Be mindful of the fine print though in the terms of use. Ideas you submit become the property of Best Buy. Here is a small excerpt of that language:

Furthermore, by submitting the Materials using IdeaX, you grant Best Buy and its designees an irrevocable, unrestricted, perpetual, non-exclusive, fully-paid up and royalty free worldwide license to make, use, sell, import, modify, reproduce, transmit, display, perform, create derivative works, combine with other works, and distribute such Materials for any purpose whatsoever to the extent permitted by law. This license to Best Buy includes the right for Best Buy to sublicense these rights to third parties.

Congratulations to Best Buy for setting up a real time listening post for its customers.  Let’s see how they manage the suggestions and if it makes them a stronger retailer.

What’s wrong with Circuit City?

circuitcity_vs_bestbuy1

It was reported today that Circuit City has filed for bankruptcy protection. This appears to be the last resort in a series of troubled events over the last few months.  The CFO, Bruce H. Besanko, claimed three contributing factors: erosion of vendor confidence, decreased liquidity and the global economic crisis.
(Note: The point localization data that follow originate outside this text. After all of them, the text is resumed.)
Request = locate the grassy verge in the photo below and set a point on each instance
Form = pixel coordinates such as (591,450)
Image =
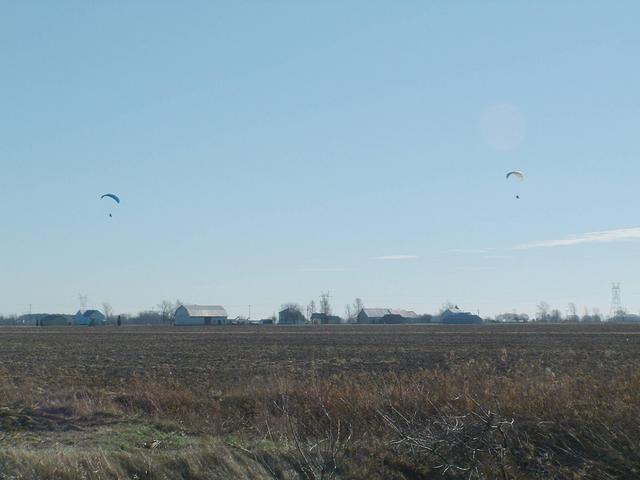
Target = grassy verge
(472,420)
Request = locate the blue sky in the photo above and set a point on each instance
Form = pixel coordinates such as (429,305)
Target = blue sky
(267,151)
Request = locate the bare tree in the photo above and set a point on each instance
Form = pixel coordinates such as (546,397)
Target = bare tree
(108,310)
(325,306)
(82,300)
(311,308)
(357,308)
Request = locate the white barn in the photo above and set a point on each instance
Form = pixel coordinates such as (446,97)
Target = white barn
(201,315)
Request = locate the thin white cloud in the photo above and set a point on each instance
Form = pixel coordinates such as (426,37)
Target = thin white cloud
(396,257)
(470,250)
(324,269)
(606,236)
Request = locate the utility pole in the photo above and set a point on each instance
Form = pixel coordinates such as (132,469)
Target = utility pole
(616,302)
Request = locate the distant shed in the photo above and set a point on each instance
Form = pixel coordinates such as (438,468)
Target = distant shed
(201,315)
(456,317)
(386,316)
(291,316)
(89,318)
(56,320)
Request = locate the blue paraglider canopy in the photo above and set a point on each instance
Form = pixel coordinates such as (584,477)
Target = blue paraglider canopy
(112,196)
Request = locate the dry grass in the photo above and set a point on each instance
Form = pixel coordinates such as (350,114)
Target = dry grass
(484,410)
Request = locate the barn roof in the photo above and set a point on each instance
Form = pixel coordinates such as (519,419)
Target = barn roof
(205,310)
(375,312)
(403,313)
(381,312)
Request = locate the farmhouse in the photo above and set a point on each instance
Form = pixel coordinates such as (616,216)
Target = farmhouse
(291,316)
(56,320)
(386,315)
(457,317)
(324,319)
(89,318)
(201,315)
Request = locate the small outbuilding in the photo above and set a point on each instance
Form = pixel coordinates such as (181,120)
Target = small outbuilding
(457,317)
(291,316)
(201,315)
(324,319)
(56,320)
(89,318)
(386,316)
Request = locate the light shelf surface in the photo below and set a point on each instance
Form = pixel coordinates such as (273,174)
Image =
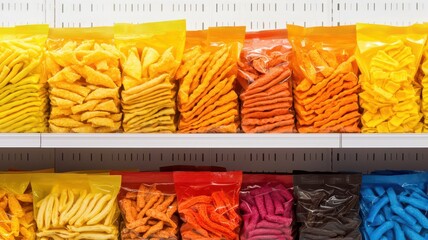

I polled my car pool partner, let’s call him Mac, today on what he thought about Circuit City. He said that he didn’t have any bad impressions of Circuit City.  In fact he could specifically remember a few of their advertising campaigns on price matching.  But at least for Mac, the location of the local Circuit City was not as convenient as the local Best Buy. While reading a news story about this event I found some evidence that store locations may be part of the down-fall equation.  Circuit City announced last week that it plans to close 155 of it’s store locations. One JP Morgan Analyst indicated that filing bankruptcy would further help Circuit City out of some leases in some areas that are no longer able to support the company’s mission.

Maybe a downgrade in customer service and experienced in-store personnel is part of the equation also.  Circuit City laid off about 3,400 retail employees last year and replaced them with workers that were not paid as much.   I can definitely see this hurting business.  If you’re getting ready to drop 2 grand on a new high-def flat screen then you want someone knowledgeable who can answer questions.  You also have to wonder about this move from a financial perspective.  Steven Rash from, Asheville NC, was one worker that was fired.  He made $11.59 and hour was working 15 – 20 hours per week.  But get this: Circuit City chief executive Philip J. Schoonover received a salary of $716,346, along with a $704,700 bonus last year.

Could Circuit City’s limited production selection be part of the equation?  How much weight does a large brand selection carry in customer’s minds as a basis for shopping?  Do customers really base shopping decisions based on the number of brands carried by a store?

What’s your take on this news? When is the last time you shopped at Circuit City?  What’s keeping customers away from their stores?  Does customer loyalty exist with big box retailers like Circuit City or Best Buy?